About 18,000 workers "regularly or occasionally" worked remotely in 2019, PSA said, compared with 2,500 in 2016. The new rules will affect nearly 80,000 of the group's 200,000 workers worldwide once they are put in place starting this summer, PSA said.
PSA Human Resources Director Xavier Chereau said Wednesday in a video presentation that the rules would protect workers' health by avoiding mass transit commutes and give them new freedom in choosing a place to live.
"We're ready to make remote working the reference for activities not directly related to production," he said.
PSA's main offices are in the Paris suburbs of Rueil-Malmaison (administration, including CEO Carlos Tavares) and Velizy (engineering and design). The group started leasing an office building in Rueil-Malmaison in 2017, several years after it sold its longtime headquarters near the Arc de Triomphe in Paris.
PSA is now planning to move those functions from Rueil-Malmaison to other sites, notably Velizy and its factory complex in Poissy, also near Paris.
The move to more remote work will help PSA reduce its own carbon emissions "through a reduction in its real estate footprint," Chereau said. PSA said in 2018 that it wanted to reduce its real estate holdings by 14 percent as a way to cut costs.

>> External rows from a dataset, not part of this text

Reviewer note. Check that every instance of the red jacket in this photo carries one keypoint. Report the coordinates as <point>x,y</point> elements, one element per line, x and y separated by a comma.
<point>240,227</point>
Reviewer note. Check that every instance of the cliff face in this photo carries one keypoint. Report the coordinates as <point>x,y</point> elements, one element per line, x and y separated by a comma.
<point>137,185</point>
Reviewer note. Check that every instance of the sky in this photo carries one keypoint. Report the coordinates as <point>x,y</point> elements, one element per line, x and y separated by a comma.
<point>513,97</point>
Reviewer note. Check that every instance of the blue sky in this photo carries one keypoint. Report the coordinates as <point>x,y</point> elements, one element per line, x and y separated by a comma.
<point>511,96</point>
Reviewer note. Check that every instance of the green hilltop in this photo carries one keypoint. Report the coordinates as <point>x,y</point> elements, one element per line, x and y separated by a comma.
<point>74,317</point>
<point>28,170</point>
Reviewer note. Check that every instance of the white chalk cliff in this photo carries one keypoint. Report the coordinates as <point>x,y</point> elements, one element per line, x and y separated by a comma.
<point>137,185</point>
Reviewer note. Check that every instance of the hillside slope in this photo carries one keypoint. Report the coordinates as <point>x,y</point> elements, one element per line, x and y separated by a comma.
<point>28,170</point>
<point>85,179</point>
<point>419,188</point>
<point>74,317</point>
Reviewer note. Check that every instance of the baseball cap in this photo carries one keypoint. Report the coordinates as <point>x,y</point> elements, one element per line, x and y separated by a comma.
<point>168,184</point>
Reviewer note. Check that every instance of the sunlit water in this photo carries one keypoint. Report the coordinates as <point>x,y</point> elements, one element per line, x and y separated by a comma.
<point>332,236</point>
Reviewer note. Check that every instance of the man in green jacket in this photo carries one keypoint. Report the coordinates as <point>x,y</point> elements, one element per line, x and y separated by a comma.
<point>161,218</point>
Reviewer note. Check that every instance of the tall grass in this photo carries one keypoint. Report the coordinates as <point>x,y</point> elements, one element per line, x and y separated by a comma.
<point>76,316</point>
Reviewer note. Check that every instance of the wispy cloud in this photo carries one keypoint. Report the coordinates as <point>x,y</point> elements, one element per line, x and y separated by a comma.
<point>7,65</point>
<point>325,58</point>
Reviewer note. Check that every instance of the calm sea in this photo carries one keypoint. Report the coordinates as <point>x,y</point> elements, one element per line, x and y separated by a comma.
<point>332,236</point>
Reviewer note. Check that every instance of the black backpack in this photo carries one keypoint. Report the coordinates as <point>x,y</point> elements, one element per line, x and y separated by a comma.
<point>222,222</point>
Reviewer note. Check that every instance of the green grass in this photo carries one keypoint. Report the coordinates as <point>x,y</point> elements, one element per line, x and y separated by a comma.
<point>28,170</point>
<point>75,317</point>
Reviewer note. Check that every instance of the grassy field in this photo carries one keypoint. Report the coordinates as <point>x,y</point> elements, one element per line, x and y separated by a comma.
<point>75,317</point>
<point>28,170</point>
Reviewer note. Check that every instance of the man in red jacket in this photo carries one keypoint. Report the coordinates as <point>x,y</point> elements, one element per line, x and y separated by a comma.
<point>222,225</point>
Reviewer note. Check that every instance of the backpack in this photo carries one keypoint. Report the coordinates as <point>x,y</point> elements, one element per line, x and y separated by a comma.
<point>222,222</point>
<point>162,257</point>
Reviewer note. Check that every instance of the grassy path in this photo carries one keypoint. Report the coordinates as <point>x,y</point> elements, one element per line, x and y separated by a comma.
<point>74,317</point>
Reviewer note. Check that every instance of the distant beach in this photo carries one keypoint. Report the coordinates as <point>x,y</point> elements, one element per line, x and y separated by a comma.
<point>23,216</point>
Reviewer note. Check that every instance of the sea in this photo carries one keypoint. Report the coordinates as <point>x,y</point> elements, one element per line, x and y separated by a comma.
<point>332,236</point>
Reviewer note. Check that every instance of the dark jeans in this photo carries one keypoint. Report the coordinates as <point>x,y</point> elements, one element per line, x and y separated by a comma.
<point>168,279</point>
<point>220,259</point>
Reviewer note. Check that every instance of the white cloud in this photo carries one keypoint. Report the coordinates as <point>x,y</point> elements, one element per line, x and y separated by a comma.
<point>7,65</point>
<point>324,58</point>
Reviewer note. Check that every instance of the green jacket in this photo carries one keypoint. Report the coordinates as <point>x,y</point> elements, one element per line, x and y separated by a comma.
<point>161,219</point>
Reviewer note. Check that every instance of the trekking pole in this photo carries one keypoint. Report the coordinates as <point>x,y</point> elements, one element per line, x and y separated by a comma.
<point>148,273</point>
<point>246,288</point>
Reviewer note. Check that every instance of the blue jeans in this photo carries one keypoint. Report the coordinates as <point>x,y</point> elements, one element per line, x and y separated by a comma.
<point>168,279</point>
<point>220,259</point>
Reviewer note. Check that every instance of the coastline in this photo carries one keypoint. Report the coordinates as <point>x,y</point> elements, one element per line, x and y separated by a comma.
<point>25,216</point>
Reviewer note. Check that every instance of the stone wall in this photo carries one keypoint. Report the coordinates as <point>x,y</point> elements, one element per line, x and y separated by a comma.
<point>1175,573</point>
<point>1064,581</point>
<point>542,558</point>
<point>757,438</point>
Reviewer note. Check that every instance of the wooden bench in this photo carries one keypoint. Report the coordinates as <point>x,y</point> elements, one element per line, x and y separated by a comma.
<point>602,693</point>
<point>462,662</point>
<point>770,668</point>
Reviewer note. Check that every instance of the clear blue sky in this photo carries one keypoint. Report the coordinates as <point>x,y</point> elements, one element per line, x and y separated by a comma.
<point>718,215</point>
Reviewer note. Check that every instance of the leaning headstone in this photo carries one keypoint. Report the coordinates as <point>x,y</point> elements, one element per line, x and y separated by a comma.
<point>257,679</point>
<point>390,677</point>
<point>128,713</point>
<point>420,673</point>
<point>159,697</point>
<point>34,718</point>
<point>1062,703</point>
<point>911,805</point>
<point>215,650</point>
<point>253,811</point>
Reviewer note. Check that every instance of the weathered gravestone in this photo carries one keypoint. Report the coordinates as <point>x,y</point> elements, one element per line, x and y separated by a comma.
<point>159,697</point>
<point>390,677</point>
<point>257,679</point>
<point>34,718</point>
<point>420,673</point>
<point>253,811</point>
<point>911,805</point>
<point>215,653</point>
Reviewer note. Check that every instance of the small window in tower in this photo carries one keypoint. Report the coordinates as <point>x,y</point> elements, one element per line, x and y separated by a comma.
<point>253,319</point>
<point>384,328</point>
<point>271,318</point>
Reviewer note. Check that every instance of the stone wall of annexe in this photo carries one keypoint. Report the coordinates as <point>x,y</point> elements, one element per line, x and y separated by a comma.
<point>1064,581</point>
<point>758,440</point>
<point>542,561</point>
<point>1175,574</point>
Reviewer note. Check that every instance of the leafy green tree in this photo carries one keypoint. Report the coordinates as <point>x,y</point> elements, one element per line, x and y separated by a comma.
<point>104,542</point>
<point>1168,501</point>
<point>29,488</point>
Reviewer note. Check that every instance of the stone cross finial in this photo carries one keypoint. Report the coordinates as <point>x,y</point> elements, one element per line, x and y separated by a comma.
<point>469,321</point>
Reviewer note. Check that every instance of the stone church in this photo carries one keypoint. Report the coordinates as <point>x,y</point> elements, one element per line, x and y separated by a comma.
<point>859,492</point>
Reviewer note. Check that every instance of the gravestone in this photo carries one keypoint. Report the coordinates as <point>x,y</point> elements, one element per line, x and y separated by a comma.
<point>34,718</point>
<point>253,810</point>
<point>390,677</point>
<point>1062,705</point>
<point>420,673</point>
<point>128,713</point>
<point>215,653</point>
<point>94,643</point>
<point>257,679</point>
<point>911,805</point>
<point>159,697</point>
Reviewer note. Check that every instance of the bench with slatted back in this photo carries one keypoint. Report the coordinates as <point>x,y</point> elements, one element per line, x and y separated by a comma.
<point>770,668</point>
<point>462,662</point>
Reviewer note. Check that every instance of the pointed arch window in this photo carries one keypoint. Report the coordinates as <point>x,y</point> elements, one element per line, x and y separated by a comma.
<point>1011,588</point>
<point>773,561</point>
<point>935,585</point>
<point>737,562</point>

Employees will be asked to spend one to one and a half days a week in the office, PSA said, "in redesigned collaborative spaces" to "reinforce value-added interactions as well as collective energy."
The telecommuting rules are part of a broader PSA effort to rethink how work is conducted that it calls "New Era of Agility." The proposal was presented to PSA's central workers' committee on Wednesday and details will be discussed with unions in coming weeks, PSA said.